Idiots Inc. has all sorts of charming, bad habits. Every year, for example, we rotate all our executives to different divisions. We call this “cross-pollenation” and it’s supposed to unify the organization as a whole. All it really does is ensure that none of the divisions ever get their act together. Executives can’t resist leaving their mark – and I do mean that in the canine sense – on their new organizations, and so the whole company is perpetually f__ked up.
My own sub-division is perpetually managed by overachievers, and so we’re reorganized in some fashion every six months. This year our budget was slashed, and so our VP canned a bunch of people. But then, apparently thinking this wasn’t an epic enough change, he randomly redistributed all the remaining employees to new jobs and departments, largely ignoring such trivialities as “appropriate skill sets” and “experience”. This technique is very similar to the way in which data is completely erased from a disk drive, and the effect on our organization has been similar – nobody has the slightest clue how to get anything done.
I wish I could tell you who I worked for, so that you would know which stock symbol to avoid. But then, it doesn’t really matter, since our stock price is actually an “imaginary number”, like the square root of negative one, or the odds of Tom Cruise and Katie Holmes raising a normal, healthy child.
February 25th, 2006 at 5:06 pm
I feel your pain. Perhaps they will set you free with a decent severance package. Mine is going to pay for our new kitchen.
February 25th, 2006 at 5:34 pm
Who ever thought “cross-pollination” would be good idea? Jeez.
I came up with a similar idea, but it would never see the light of day, even though it makes a lot more sense than “cross pollination”: For at least a couple weeks every year, all executives must work at the grunt level in their company. Not a lower management position, but the bottom rung. Assembling goods, crunching code (or trying), waiting tables, loading trucks, whatever the company does. I’d love to add the idea that during this time, they could be fired like any other employee, but that’d never happen. I think half the problem in American business is a total disconnect between the decision-makers and those who have to carry out those decisions.

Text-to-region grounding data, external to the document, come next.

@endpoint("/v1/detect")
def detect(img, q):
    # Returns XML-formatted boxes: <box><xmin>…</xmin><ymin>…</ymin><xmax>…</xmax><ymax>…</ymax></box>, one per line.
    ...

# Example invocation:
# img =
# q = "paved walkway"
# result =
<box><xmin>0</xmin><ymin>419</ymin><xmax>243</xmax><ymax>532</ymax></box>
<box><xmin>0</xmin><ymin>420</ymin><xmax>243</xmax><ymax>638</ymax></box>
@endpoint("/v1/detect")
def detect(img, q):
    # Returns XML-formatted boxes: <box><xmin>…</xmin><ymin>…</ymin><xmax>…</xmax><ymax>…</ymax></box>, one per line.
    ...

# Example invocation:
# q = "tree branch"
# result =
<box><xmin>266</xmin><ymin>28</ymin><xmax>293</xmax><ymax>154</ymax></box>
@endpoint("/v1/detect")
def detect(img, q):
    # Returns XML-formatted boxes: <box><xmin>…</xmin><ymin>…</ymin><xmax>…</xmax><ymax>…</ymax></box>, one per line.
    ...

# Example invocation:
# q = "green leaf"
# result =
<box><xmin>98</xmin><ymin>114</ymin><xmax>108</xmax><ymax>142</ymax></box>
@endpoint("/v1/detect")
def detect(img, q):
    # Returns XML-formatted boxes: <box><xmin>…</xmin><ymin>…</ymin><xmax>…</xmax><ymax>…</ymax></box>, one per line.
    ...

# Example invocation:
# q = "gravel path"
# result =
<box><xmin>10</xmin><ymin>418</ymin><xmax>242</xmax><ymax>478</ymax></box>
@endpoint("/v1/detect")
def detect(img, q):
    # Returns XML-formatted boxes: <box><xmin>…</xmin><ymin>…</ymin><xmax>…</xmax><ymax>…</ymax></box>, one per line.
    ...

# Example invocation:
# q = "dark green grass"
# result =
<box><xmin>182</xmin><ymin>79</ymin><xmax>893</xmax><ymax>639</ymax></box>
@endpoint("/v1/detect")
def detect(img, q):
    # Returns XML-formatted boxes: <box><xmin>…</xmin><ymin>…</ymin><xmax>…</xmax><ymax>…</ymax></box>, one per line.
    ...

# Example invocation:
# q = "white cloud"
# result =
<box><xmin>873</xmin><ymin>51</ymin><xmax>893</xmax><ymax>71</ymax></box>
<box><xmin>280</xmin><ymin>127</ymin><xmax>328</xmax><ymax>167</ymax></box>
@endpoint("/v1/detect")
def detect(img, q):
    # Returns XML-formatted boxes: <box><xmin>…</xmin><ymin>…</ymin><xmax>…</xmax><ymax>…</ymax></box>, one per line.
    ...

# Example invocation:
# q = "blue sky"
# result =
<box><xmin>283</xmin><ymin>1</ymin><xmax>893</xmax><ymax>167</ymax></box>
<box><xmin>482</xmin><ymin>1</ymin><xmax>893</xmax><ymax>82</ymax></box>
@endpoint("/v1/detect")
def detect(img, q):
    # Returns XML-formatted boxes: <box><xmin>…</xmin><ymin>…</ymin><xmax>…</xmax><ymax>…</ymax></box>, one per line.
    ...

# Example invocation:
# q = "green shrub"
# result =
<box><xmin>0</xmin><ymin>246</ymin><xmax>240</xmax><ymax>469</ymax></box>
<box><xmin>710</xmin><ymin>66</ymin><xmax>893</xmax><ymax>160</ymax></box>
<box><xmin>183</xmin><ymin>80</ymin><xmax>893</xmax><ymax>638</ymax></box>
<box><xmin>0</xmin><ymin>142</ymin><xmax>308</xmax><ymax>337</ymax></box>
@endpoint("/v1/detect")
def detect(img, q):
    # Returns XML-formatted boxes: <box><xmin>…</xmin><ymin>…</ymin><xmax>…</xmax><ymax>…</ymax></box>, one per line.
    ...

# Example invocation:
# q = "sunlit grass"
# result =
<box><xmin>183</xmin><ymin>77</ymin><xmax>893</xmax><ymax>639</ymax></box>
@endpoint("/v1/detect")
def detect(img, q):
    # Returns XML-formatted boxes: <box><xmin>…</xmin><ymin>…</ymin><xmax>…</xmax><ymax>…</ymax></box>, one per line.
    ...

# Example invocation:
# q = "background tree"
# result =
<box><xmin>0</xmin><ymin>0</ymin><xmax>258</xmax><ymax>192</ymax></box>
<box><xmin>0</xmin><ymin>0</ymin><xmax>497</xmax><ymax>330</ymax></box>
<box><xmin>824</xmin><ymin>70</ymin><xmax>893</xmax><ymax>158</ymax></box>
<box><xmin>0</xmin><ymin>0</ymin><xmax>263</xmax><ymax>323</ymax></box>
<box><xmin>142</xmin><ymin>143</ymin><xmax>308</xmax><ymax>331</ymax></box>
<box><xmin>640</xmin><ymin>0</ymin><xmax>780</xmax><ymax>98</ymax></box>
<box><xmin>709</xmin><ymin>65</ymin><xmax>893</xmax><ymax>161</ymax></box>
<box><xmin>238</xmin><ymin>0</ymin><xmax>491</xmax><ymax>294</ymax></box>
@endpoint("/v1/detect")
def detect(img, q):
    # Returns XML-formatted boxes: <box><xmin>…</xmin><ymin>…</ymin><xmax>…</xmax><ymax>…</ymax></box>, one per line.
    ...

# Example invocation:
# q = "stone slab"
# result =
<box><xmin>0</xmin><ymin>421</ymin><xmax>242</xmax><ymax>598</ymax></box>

February 28th, 2006 at 1:19 pm
It would be nice to see the decision makers actually have to live with the decisions they make. It sounds like “cross-pollination” is really just moving people around so they can’t stay long enough to permanently fsck something up. Or allow them to take responsibility since they keep changing. Of course, this is the cynical reading of all of these things. I personally just attribute this to people trying to pretend that they know how to run a business when they really couldn’t tell you what side was up. Then again, being a decision maker myself. I prefer to run things by just saying, is it broken? no? then let it keep going. Or is it broken? Yes? Will anyone notice? then let it keep going.